At my screening of Miss Sloane, I sat in the back row of the somewhat small theater. It was a packed house, and the back row still had a couple free spots left. Some boisterous lady was organizing a large group that spread out across various parts of the theater with pockets of people from the very front row to the very back of the seat, joyously shouting directions to various members of her group to try to organize seating charts. She ended up sitting two people next to me when the actual movie played, and, as the movie went on, she increasingly thought she was in her living room watching television. On occasion, she had some perfectly incisive observations, but her most truthful statement was the refrain that Miss Sloane was just Scandal for white people. She’s not wrong. Miss Sloane is what happens when somebody wants to Make A Statement while binge watching too much television, worshiping at the Altars of Sorkin and Shonda.

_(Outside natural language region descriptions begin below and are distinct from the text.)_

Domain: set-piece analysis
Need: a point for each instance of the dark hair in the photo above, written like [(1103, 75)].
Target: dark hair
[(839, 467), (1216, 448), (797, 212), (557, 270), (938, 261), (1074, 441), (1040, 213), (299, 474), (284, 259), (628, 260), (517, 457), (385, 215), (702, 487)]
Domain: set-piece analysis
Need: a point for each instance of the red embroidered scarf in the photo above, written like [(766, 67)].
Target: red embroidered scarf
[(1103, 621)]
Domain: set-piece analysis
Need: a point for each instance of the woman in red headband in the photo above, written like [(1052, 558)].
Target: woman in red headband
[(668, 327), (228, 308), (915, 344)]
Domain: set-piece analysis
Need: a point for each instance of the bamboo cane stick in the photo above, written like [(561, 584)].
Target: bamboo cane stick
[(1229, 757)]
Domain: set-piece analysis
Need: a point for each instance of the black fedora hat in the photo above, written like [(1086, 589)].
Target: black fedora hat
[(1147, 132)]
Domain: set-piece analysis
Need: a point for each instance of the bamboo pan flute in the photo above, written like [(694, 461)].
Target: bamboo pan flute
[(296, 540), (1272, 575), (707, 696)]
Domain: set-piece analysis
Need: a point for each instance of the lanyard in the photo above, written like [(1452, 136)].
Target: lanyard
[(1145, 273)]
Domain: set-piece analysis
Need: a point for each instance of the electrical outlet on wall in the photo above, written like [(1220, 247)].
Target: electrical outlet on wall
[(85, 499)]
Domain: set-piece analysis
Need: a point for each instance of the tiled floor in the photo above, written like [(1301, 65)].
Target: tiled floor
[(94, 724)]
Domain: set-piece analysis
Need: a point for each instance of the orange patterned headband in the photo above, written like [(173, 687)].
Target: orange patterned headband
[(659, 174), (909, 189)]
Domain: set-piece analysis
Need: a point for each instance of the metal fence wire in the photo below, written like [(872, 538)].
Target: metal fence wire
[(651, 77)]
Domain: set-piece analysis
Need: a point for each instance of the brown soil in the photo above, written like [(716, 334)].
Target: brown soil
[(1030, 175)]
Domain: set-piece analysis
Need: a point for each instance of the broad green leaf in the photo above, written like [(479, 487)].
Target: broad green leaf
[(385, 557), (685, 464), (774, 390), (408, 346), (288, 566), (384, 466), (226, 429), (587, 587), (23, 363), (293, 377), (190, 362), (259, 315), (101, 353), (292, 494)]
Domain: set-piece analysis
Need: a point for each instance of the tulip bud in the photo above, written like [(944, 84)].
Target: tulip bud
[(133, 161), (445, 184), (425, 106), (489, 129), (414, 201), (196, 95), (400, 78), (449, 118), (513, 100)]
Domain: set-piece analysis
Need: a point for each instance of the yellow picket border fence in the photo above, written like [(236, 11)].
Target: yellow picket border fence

Elizabeth Sloane (Jessica Chastain) is a tough, intelligent, fierce, cold, calculating bitch, by which I mean, she’s a lobbyist. Well, she’s not really a lobbyist in the terms we think. She’s more of a marketing director who manages political campaigns for various political bills running through the US congress. Miss Sloane sends politicians on exotic vacations to “assess” the viability of foreign tariffs, and manipulates news stories to control the popular opinion. Usually, her morality is for sale to the highest bidder, except when a bunch of rich white dudes (including the owner of her firm) want to hire her to work for the NRA to kill some gun control bill. Instead, she deflects to a different company and runs a campaign for the opposition. OFirst time screenwriter Jonathan Perara and director John Madden (Shakespeare in Love) are concocting a House of Cards circus of multi-dimensional chess with questionable morality.
You know, I would absolutely love watching a movie about making the sausage with a strong, intelligent, capable woman at the helm. But, Miss Sloane is also a pill-popping, prostitute-using emotional wreck of a woman. Successful women always have to pay some sort of price in order to ascend to the top of their careers. Going back to House of Cards, the drug-addicted prostitute-using male character is using these behaviors because he is morally weak and has limited impulse control. Miss Sloane is using these because she can’t cope with the stress of her positions.
Miss Sloane is 132 minutes, the length of a mere three episode arc of Scandal, but contains enough material to sustain a short season of television. For a movie ostensibly about making the sausage (and the corruption therein), Miss Sloane condenses major plot developments. The MacGuffin at the center of the movie is a white board where they’ve posted the photos of the various senators and the way those senators are voting (apparently nobody gives a crap about the house of representatives). They need to reach 60 votes to have a filibuster-proof majority, beginning with a 14 voter deficit. Apparently these senators are fickle and will change their minds based on a CNN television interview or an attempted murder, and the board usually changes in large pushes rather than incremental steps.
Perara writes from an odd mix of modern apolitical cynicism and millennial shiny-eyed optimism. He obviously wants to expose the broken nature of our political process, and how moneyed interests are more in charge than we expect. He has little actual insight into the lobbying process, and no ideas on how to fix it. Everything is broken, so let’s exploit it for entertainment. And yet, he possesses a Frank Capra-esque optimism about human nature. He believes that some people are actually driven by a core morality even if their outward persona is corrupt.
John Madden largely gets out of the way of the screenplay, letting the actors deliver the lengthy dialogue at a demanding clip, plowing through pages of Sorkin-lite dialogue as quickly as possible. It’s accentuated by unambitiously pleasant cinematography, paced like a rocket that’s too big for its own good, and a score that’s cloy and bombastic without being obvious. This is the cinematic equivalent to a John Grisham novel, a feel good piece of commercial art based on controversial politics designed to be simplistic and easy to swallow while trying to make the audience feel smart for understanding the film and agreeing with the content.
As much as I want to dislike Miss Sloane, it’s a clever and accessible movie for adults that deals with important issues without making them into a mockery. It’s blissfully not a dour display of super-serious issues drowning in its own importance. Perhaps it can be seen as Oscar Bait: Oscar winning actors playing important people using big dialogue to deal with big liberal issues in straight-forward and emotionally unchallenging scenarios. But, for once, I had a good time at this.